Kelly denied creating the dating profile and the website. One day after BuzzFeed News questioned him about why the screenshot showed he was logged into the Seeking.com account, the website was taken down.
“We understand this to be a private dispute,” Scott Hernandez-Jason, a spokesperson for the university, told BuzzFeed News by email. “UC Santa Cruz is committed to supporting the well-being of everyone in our campus community and there are processes in place to follow up on any reports that are received.”
As Kelly lashed out at Schwarz, the Kickstarter campaign closed and NetZero went dark. HiveMind’s website went down for “maintenance.” The Sacred Rivers Climate Project website was locked.

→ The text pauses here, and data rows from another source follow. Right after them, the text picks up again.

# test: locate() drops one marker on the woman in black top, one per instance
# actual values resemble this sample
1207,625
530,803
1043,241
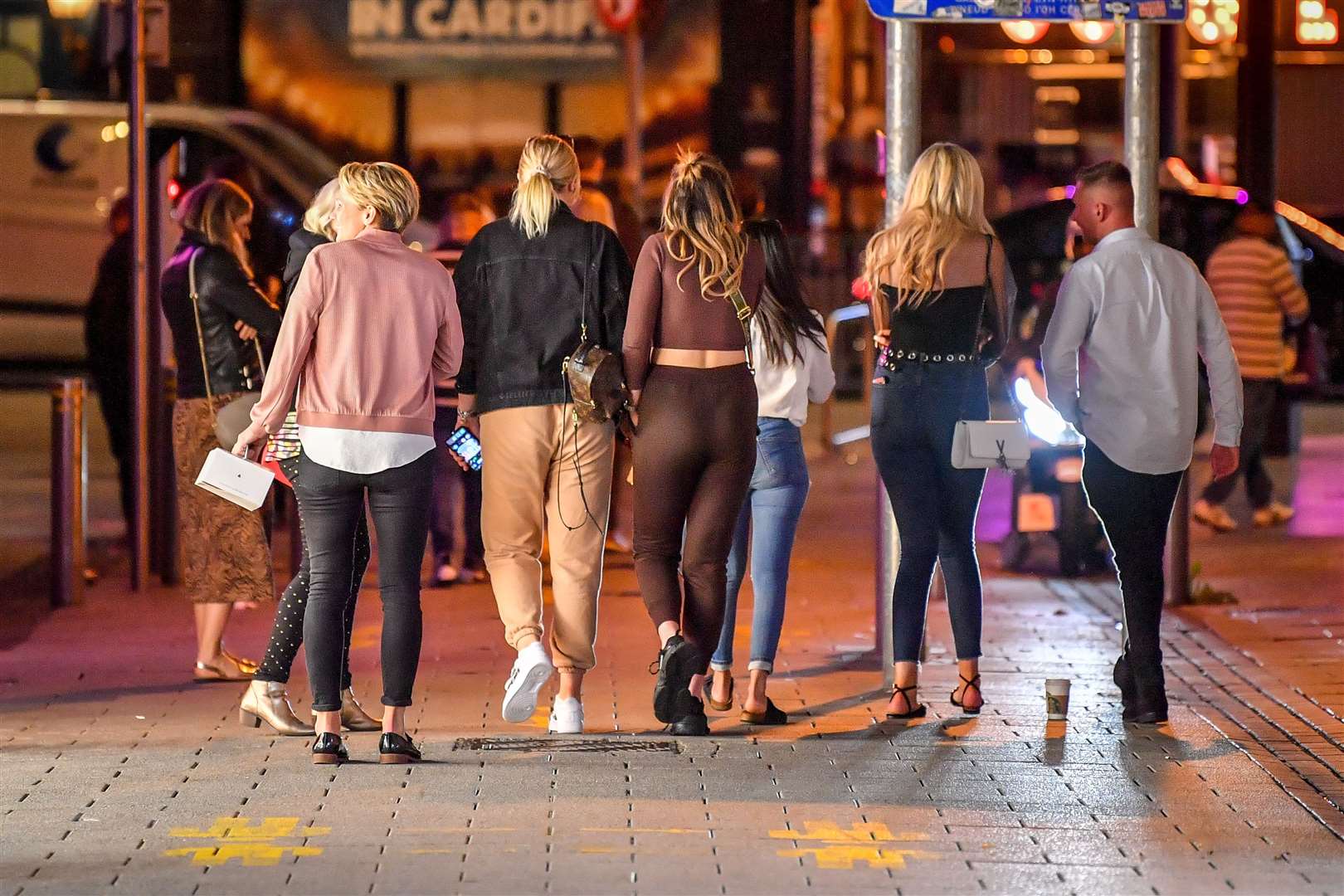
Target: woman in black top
265,699
225,553
530,288
940,290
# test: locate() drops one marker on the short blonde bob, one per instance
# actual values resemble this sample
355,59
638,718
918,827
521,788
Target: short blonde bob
318,219
387,188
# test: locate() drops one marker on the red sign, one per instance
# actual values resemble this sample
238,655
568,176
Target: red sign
617,15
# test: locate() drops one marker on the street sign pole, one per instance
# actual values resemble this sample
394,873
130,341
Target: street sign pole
902,149
138,182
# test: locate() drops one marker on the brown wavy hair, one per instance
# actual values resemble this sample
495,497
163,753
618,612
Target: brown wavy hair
702,225
212,210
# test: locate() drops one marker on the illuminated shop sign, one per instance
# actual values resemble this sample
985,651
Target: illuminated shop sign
468,30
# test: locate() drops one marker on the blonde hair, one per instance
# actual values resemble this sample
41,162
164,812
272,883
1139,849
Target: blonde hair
318,219
212,210
944,203
702,225
548,167
387,188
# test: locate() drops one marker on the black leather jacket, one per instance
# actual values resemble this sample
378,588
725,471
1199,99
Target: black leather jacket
520,303
227,296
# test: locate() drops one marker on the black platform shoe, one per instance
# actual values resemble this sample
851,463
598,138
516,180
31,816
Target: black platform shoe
329,750
689,718
678,661
397,750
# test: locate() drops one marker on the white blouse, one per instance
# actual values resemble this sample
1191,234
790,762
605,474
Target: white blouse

A separate Indiegogo fundraiser for NetZero was shut down.
NetZero’s website now redirects to a site for a new company, Biological Carbon Capture Labs, which sold mycelium orbs to save the planet before being locked in early April.
Tom Dolezal, who reached out to BuzzFeed News by email saying he was a NetZero investor, said he thought the allegations against Kelly’s orbs “seemed nonsensical.” He described Kelly as “a bit rough around the edges sometimes,” but added that he “truly cares about making a difference in developing countries.” In a follow-up email, Dolezal said Kelly was planning on retiring due to burnout.
For Frank Donovan, who does business development for a Boston-based financial firm, investing in HiveMind and purchasing a few mycelium orbs from NetZero’s Kickstarter campaign was a “pretty low-risk” way to try to fight climate change. But he acknowledged there would be no way to know if the mycelium actually reduced his carbon footprint. "I think the biggest challenge is it's a leap of faith,” he told BuzzFeed News. “You just don't know if it's done anything."
In late April, Kelly posted an update on Kickstarter announcing the shipment of products was going to be delayed until June and that the company “no longer will be making orbs.”
Campaign backers were confused and angry. One person asked: “Are you fulfilling your commitments to backers or not?” Another wrote: “Guys, are you for real or a fraud?”
The company has not responded to their questions. Kelly did not respond to questions from BuzzFeed News about when they would receive their orbs or whether he was retiring. ●
Jane Lytvynenko and Ruby Cramer contributed reporting to this story.
Correction: Verra is a nonprofit that certifies carbon credit projects. An earlier version of this story misidentified it as a company.